Regarding birth order, the "middle child" stereotype is prevalent in Western society. Did the middle child stereotype spring from some sort of effort by first-borns to keep their lower-ranked siblings in line (a la racism?)? I doubt it. The middle child stereotype probably came from hundreds of years of observations. It's a similar story for the first-born and last-born stereotypes- they weren't created out of any prejudice, but probably from hundreds of years of mothers chatting about their kids.
Like the article says, denying that the differences exist prevents us from ever finding out why (because people won't do research on something that doesn't exist). So let's acknowledge that some groups of people are different than other groups, and then respectfully do research to figure out why. The differences could be societal- perhaps first-borns are treated with more care by their parents, or they could be biological- perhaps the hormonal changes in a pregnant woman are different for each successive child, or they could be something else entirely- I had many of the same teachers as my older sister, and I often benefited from them having a pleasant experience with her, making my time in class much easier.
But anyway, the first step is acknowleding that a difference exists, and that you aren't somehow "birth order-ist" just because you acknowledge that first-born kids often outscore lower order kids on many metrics.
intellectual curiosity != slatestarcodex reader
Middle child here.
I didn’t like the methodology of this study, so I did my own little study, my wife being the core respondent.

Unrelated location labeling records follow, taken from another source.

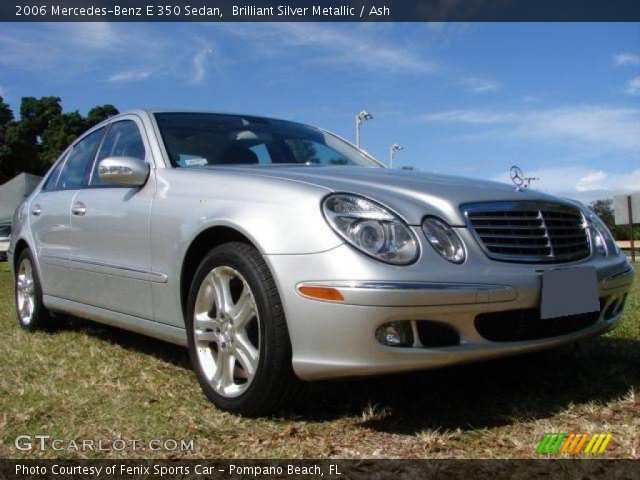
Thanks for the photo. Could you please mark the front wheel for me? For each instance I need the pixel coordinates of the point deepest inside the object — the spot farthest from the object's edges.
(32, 315)
(238, 339)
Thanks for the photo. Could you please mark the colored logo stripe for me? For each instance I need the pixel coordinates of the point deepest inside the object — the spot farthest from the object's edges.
(573, 443)
(551, 443)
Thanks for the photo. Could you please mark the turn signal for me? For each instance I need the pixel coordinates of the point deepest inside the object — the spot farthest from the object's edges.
(321, 293)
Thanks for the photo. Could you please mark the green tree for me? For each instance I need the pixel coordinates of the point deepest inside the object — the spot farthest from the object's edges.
(34, 141)
(6, 119)
(100, 113)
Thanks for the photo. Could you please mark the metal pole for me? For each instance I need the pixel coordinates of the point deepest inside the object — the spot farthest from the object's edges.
(633, 248)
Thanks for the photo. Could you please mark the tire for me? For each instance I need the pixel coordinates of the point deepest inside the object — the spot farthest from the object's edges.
(241, 353)
(31, 312)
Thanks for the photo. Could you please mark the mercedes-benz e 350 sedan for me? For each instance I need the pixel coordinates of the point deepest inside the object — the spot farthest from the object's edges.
(278, 252)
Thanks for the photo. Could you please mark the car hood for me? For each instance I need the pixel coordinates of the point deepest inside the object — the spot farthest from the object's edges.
(412, 195)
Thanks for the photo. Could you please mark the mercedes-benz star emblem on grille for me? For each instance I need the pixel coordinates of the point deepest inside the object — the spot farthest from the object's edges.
(517, 177)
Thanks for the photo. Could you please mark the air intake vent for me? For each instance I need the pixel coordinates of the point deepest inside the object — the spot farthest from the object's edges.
(529, 232)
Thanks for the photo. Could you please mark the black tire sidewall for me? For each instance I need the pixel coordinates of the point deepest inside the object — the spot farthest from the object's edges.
(39, 317)
(229, 255)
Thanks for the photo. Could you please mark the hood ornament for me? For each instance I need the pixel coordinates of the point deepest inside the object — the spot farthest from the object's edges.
(517, 177)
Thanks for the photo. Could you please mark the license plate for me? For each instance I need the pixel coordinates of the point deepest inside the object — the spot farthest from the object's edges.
(569, 291)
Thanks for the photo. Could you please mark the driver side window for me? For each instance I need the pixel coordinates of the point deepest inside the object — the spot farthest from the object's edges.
(123, 139)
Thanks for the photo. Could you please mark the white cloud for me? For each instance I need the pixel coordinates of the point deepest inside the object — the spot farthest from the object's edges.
(359, 46)
(580, 182)
(480, 85)
(199, 63)
(604, 127)
(130, 75)
(634, 86)
(622, 59)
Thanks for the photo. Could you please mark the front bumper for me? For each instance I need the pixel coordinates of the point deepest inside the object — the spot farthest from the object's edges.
(337, 339)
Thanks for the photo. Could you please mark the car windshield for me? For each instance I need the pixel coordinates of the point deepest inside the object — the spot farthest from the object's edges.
(201, 139)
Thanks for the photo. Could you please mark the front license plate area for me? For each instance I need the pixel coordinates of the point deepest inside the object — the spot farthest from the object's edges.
(569, 291)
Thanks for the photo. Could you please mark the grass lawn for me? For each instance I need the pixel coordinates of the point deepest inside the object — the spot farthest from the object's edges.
(88, 381)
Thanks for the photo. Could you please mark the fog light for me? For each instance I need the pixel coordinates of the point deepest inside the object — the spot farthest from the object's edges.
(395, 334)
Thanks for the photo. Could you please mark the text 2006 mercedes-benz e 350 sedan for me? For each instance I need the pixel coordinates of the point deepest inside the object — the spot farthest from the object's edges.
(278, 252)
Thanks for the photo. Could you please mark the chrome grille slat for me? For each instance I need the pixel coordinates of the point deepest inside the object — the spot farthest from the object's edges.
(533, 232)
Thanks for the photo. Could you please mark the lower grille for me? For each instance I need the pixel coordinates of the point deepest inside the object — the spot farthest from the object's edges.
(529, 231)
(436, 334)
(522, 325)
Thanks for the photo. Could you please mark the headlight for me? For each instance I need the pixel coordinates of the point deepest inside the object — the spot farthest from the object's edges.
(371, 228)
(603, 241)
(444, 240)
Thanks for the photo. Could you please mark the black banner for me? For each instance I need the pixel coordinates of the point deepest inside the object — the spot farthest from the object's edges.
(320, 11)
(316, 469)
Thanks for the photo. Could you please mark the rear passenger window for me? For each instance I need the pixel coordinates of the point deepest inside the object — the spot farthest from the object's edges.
(52, 179)
(76, 169)
(122, 140)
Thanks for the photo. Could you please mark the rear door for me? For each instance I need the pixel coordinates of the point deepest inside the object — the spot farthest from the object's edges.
(50, 209)
(110, 230)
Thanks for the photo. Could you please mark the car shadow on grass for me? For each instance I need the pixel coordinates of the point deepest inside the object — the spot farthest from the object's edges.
(168, 352)
(485, 394)
(466, 397)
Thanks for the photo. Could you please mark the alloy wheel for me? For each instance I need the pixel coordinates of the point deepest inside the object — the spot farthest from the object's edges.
(227, 331)
(25, 289)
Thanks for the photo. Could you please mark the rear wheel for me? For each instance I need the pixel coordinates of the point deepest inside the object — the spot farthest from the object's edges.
(238, 339)
(32, 315)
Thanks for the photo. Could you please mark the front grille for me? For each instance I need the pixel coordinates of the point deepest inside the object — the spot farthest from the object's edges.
(529, 232)
(521, 325)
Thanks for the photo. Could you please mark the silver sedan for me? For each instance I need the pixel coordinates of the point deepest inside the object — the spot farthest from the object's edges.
(278, 252)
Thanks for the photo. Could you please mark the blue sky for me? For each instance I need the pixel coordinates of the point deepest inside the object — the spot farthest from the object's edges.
(560, 100)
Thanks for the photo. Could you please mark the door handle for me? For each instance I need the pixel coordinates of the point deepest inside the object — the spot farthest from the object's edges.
(79, 209)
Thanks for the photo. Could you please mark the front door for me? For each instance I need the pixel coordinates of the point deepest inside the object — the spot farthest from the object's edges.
(110, 231)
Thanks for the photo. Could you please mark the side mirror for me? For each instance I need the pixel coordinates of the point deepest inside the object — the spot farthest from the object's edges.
(123, 171)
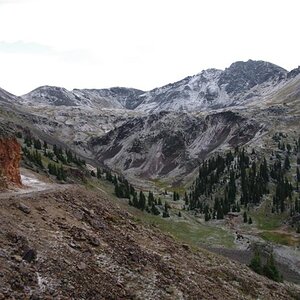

The results were astounding and the P value is off the charts (higher is better in this case - trust me).
Conclusion: middle children are the best
This article is going to be flagged into oblivion into a few hours. We're not discussing the relationship between biological and psychological traits on HN.
Wierd, I'm the youngest of 6, and I'm acknowledged by the others as the smartest of the lot, by quite a margin. "bloody little genius" has been my nickname since I'm about 8 ;-)
My older brother was as smart as a box of rocks. Even given that, he was an under achiever. He would couch surf and mooch off anyone. He would work a job until the first pay check then quit. If there was ever a reason to be against UBI, he was it. I would tell my mom he's like that first pancake that just doesn't turn out right because you rushed.
I, on the other hand, became an engineer.